This week's book giveaway is in the OCAJP 8 forum. We're giving away four copies of OCA Java SE 8 Programmer I Study Guide and have Edward Finegan & Robert Liguori on-line! See this thread for details.
Your regex is incorrect, and does not match your description of it. It is missing the ending > of the start tag. You can verify by adding some more capturing groups and then checking the results:
0: <boo>bold (everything)
1: b ([A-Z][A-Z0-9]*)
2: o (non optional [^>])
3: o>bold (everything up to )
A quick fix in the regex: <([A-Z][A-Z0-9]*)[^>]*>.*?</\\1>
The [^>] is made optional by requiring it 0 or more times, and the closing > is added. If I keep the same capturing groups (around [^>]* and around .*?) the output is then this:
1: b (because you are looking for the end tag )
2: oo ([^>]*)
3: bold (.*?)
Sorry iam not getting it...Actually please see the link and the topic i mentioned in my first post. Also, actually iam more interested in knowing how does the Regex Engine works in the above case and not exactly on the output. Actually, in my first post, i have tried to put down my understanding on token by token basis. I know, it may not be completely correct but its not completely wrong either...

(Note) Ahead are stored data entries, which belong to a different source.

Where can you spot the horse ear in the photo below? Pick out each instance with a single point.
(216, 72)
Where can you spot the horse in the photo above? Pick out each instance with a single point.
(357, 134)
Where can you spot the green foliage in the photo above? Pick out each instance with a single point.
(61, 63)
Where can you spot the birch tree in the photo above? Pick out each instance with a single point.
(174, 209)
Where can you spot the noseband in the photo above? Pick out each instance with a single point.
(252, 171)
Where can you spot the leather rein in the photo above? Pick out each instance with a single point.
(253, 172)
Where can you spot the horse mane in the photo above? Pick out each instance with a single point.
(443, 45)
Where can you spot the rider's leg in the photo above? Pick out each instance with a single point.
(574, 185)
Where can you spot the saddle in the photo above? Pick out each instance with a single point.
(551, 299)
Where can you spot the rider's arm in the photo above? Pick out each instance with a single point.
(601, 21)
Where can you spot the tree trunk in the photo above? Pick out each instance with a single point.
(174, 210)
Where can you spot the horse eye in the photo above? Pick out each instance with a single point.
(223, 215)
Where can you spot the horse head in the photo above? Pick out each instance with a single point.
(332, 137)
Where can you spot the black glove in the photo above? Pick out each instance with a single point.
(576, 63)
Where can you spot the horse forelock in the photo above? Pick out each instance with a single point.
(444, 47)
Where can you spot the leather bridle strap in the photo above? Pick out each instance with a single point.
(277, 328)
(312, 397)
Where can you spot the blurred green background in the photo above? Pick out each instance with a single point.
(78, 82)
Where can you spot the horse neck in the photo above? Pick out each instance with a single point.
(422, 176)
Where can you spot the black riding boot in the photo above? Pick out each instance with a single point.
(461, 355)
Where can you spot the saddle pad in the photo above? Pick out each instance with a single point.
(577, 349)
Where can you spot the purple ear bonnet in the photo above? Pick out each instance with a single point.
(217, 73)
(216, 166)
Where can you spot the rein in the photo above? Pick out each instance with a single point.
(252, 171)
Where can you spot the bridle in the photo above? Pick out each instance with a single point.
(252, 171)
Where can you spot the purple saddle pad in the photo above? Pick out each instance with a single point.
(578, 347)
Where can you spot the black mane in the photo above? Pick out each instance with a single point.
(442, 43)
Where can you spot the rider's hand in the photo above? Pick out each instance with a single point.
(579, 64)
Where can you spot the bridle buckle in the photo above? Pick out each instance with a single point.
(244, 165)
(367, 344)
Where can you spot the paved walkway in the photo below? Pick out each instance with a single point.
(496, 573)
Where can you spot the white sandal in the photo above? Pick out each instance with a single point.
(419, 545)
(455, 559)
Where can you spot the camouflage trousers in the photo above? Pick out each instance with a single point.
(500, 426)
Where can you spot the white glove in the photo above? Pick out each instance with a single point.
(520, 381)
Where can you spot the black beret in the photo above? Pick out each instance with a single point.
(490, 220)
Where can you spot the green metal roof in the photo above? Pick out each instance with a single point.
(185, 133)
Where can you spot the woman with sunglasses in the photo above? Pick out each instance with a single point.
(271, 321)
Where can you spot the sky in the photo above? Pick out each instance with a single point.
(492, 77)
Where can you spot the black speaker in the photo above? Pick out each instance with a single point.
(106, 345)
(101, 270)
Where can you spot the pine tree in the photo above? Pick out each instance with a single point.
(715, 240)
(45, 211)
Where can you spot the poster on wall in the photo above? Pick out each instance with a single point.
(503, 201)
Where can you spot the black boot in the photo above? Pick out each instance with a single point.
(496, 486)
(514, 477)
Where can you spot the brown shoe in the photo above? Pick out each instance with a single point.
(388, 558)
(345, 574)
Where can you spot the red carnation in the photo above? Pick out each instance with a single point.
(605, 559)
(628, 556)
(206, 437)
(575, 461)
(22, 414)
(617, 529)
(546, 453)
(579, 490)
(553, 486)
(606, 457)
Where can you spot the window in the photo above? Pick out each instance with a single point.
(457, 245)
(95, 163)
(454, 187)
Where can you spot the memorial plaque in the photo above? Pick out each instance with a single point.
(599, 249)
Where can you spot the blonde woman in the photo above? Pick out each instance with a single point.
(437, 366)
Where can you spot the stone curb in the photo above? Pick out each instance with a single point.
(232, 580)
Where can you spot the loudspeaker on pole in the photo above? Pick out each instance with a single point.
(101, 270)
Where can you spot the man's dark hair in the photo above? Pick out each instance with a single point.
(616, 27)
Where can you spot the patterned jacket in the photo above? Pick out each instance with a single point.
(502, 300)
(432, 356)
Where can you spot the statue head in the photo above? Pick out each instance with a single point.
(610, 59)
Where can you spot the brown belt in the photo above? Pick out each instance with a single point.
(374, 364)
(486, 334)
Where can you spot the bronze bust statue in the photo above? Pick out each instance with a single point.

I would like to know on the above lines i.e how the regex works........Thanks for all the efforts put by you in explaining, but if someone could explain taking every token into account, then it may be more helpful so that i can zero in on my error in understanding....
In the site i mentioned in my first post, they say... iam unable to get it
Let's take the regex <([A-Z][A-Z0-9]*)[^>]*>.*?</\1> without the word boundary and look inside the regex engine at the point where \1 fails the first time. First, .*? continues to expand until it has reached the end of the string, and </\1> has failed to match each time .*? matched one more character.
Then the regex engine backtracks into the capturing group. [A-Z0-9]* has matched oo, but would just as happily match o or nothing at all. When backtracking, [A-Z0-9]* is forced to give up one character. The regex engine continues, exiting the capturing group a second time. Since [A-Z][A-Z0-9]* has now matched bo, that is what is stored into the capturing group, overwriting boo that was stored before. [^>]* matches the second o in the opening tag. >.*?</ matches >bold<. \1 fails again.
The regex engine does all the same backtracking once more, until [A-Z0-9]* is forced to give up another character, causing it to match nothing, which the star allows. The capturing group now stores just b. [^>]* now matches oo. >.*?</ once again matches >bold<. \1 now succeeds, as does > and an overall match is found. But not the one we wanted.